From: Jarkko Sakkinen <jarkko@kernel.org>
To: Evan Green <evgreen@chromium.org>
Cc: linux-kernel@vger.kernel.org, linux-integrity@vger.kernel.org,
apronin@chromium.org, dlunev@google.com,
Pavel Machek <pavel@ucw.cz>, Ben Boeckel <me@benboeckel.net>,
rjw@rjwysocki.net, corbet@lwn.net, linux-pm@vger.kernel.org,
zohar@linux.ibm.com, Kees Cook <keescook@chromium.org>,
Eric Biggers <ebiggers@kernel.org>,
jejb@linux.ibm.com, gwendal@chromium.org,
Matthew Garrett <mgarrett@aurora.tech>,
Len Brown <len.brown@intel.com>,
"Rafael J. Wysocki" <rafael@kernel.org>
Subject: Re: [PATCH v3 08/11] PM: hibernate: Use TPM-backed keys to encrypt image
Date: Mon, 24 Oct 2022 00:55:07 +0300 [thread overview]
Message-ID: <Y1W4O2bQIQMyuT2+@kernel.org> (raw)

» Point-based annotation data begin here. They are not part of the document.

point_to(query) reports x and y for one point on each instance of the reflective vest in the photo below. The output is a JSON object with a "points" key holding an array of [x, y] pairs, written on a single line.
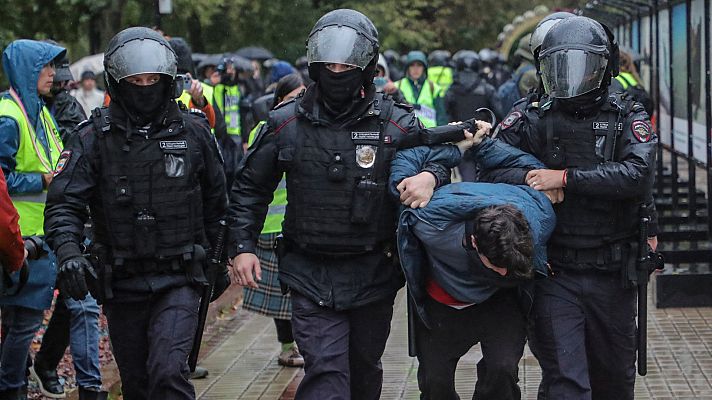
{"points": [[275, 213], [227, 99], [32, 158], [426, 100], [626, 80], [442, 76]]}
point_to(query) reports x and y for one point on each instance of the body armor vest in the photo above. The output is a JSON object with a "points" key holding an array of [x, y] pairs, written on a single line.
{"points": [[585, 222], [337, 181], [151, 199]]}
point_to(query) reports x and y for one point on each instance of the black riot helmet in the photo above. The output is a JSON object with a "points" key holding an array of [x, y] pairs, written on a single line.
{"points": [[439, 58], [138, 50], [343, 36], [467, 60], [543, 27], [576, 58]]}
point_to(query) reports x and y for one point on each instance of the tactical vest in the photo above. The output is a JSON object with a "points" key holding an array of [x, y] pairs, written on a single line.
{"points": [[150, 196], [227, 99], [32, 158], [584, 222], [337, 183], [426, 100]]}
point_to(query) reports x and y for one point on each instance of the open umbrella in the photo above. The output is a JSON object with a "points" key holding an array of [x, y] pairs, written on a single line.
{"points": [[255, 53], [241, 63], [93, 63]]}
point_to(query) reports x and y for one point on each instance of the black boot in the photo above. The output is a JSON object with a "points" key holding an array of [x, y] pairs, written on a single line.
{"points": [[10, 394], [48, 381], [92, 394]]}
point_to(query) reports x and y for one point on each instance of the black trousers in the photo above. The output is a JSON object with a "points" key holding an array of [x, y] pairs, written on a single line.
{"points": [[151, 341], [498, 324], [584, 336], [342, 349], [284, 330]]}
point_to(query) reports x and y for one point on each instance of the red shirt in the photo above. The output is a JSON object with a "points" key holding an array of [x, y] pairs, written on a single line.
{"points": [[12, 249], [441, 296]]}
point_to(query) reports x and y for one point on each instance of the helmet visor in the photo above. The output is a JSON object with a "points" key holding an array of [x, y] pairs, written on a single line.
{"points": [[340, 45], [571, 73], [141, 56]]}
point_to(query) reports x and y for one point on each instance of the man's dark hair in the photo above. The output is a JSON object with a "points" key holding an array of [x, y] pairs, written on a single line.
{"points": [[503, 236]]}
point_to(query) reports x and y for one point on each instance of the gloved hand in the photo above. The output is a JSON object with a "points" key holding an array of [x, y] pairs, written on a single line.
{"points": [[72, 277]]}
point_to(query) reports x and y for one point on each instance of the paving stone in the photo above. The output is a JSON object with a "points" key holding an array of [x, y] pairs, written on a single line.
{"points": [[244, 366]]}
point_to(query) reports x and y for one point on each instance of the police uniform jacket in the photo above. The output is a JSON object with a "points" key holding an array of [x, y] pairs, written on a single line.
{"points": [[185, 155], [622, 174], [285, 144]]}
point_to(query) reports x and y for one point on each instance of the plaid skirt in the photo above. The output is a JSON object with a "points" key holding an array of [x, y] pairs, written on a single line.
{"points": [[268, 299]]}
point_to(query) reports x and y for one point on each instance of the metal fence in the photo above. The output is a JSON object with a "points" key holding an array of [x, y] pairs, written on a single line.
{"points": [[673, 41]]}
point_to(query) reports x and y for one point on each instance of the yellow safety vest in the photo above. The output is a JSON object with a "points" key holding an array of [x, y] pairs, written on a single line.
{"points": [[207, 93], [442, 76], [275, 213], [227, 99], [32, 158], [627, 80], [426, 100]]}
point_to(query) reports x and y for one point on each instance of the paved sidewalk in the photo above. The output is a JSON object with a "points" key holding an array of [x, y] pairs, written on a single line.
{"points": [[245, 365]]}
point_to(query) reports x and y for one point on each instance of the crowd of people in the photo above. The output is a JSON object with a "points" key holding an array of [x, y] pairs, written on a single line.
{"points": [[329, 186]]}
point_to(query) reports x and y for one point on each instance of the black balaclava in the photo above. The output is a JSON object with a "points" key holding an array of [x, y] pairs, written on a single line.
{"points": [[586, 104], [339, 90], [144, 103]]}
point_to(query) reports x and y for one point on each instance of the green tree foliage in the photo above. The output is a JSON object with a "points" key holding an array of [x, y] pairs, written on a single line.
{"points": [[216, 26]]}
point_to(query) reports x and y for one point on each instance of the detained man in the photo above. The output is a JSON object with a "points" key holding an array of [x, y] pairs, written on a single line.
{"points": [[469, 259]]}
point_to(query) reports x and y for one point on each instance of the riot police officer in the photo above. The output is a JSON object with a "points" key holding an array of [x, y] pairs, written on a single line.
{"points": [[335, 143], [152, 177], [599, 150]]}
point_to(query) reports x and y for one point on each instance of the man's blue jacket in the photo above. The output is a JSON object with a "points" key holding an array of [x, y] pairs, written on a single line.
{"points": [[459, 202]]}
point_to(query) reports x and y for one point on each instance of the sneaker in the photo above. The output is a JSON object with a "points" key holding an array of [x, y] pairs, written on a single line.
{"points": [[199, 373], [48, 381], [291, 358]]}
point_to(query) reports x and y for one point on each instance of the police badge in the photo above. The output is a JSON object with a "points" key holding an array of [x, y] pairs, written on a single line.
{"points": [[365, 155]]}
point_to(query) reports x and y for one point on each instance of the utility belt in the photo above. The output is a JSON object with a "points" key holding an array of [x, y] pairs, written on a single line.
{"points": [[109, 268], [609, 257], [284, 245]]}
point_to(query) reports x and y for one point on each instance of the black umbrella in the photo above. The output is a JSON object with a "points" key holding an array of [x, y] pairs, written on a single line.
{"points": [[255, 53], [210, 59]]}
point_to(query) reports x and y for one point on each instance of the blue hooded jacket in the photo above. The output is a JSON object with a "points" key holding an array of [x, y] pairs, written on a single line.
{"points": [[22, 62], [459, 202]]}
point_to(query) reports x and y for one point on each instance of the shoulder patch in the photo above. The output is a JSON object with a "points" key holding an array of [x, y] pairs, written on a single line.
{"points": [[83, 124], [404, 106], [511, 119], [64, 158], [284, 103], [196, 111], [641, 131]]}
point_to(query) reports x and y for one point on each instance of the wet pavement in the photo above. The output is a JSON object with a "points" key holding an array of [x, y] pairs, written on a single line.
{"points": [[244, 365]]}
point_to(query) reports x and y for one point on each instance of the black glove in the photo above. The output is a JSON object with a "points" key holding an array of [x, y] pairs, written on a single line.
{"points": [[222, 282], [72, 277]]}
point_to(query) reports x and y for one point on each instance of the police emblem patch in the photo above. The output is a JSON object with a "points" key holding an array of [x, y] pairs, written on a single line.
{"points": [[511, 119], [174, 144], [365, 156], [62, 162], [641, 131]]}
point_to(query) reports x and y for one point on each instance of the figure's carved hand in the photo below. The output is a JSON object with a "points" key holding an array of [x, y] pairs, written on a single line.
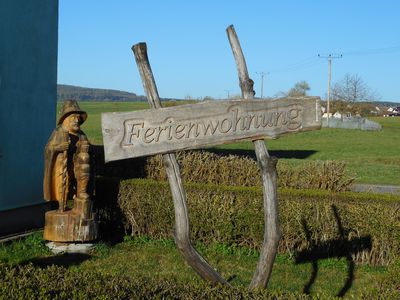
{"points": [[62, 147]]}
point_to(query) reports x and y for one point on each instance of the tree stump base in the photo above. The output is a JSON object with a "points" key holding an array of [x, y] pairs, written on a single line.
{"points": [[70, 226]]}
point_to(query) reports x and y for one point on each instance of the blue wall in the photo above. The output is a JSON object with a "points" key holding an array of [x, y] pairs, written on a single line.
{"points": [[28, 82]]}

In-Reply-To: <CAE=gft45p4QFqe0E0X_1XGeRB2kLgH3p9ZfNNTvMk2H9GwbhMw@mail.gmail.com>
On Fri, Oct 21, 2022 at 12:56:50PM -0700, Evan Green wrote:
> On Fri, Sep 30, 2022 at 2:35 PM Jarkko Sakkinen <jarkko@kernel.org> wrote:
> >
> > On Tue, Sep 27, 2022 at 09:49:19AM -0700, Evan Green wrote:
> > > When using encrypted hibernate images, have the TPM create a key for us
> > > and seal it. By handing back a sealed blob instead of the raw key, we
> > > prevent usermode from being able to decrypt and tamper with the
> > > hibernate image on a different machine.
> > >
> > > We'll also go through the motions of having PCR23 set to a known value at
> > > the time of key creation and unsealing. Currently there's nothing that
> > > enforces the contents of PCR23 as a condition to unseal the key blob,
> > > that will come in a later change.
> > >
> > > Sourced-from: Matthew Garrett <mjg59@google.com>
> > > Signed-off-by: Evan Green <evgreen@chromium.org>
> > >
> > > ---
> > > Matthew's incarnation of this patch is at:
> > > https://patchwork.kernel.org/project/linux-pm/patch/20210220013255.1083202-9-matthewgarrett@google.com/
> > >
> > > Changes in v3:
> > > - ENCRYPTED_HIBERNATION needs TRUSTED_KEYS builtin for
> > > key_type_trusted.
> > > - Remove KEYS dependency since it's covered by TRUSTED_KEYS (Kees)
> > >
> > > Changes in v2:
> > > - Rework load/create_kernel_key() to eliminate a label (Andrey)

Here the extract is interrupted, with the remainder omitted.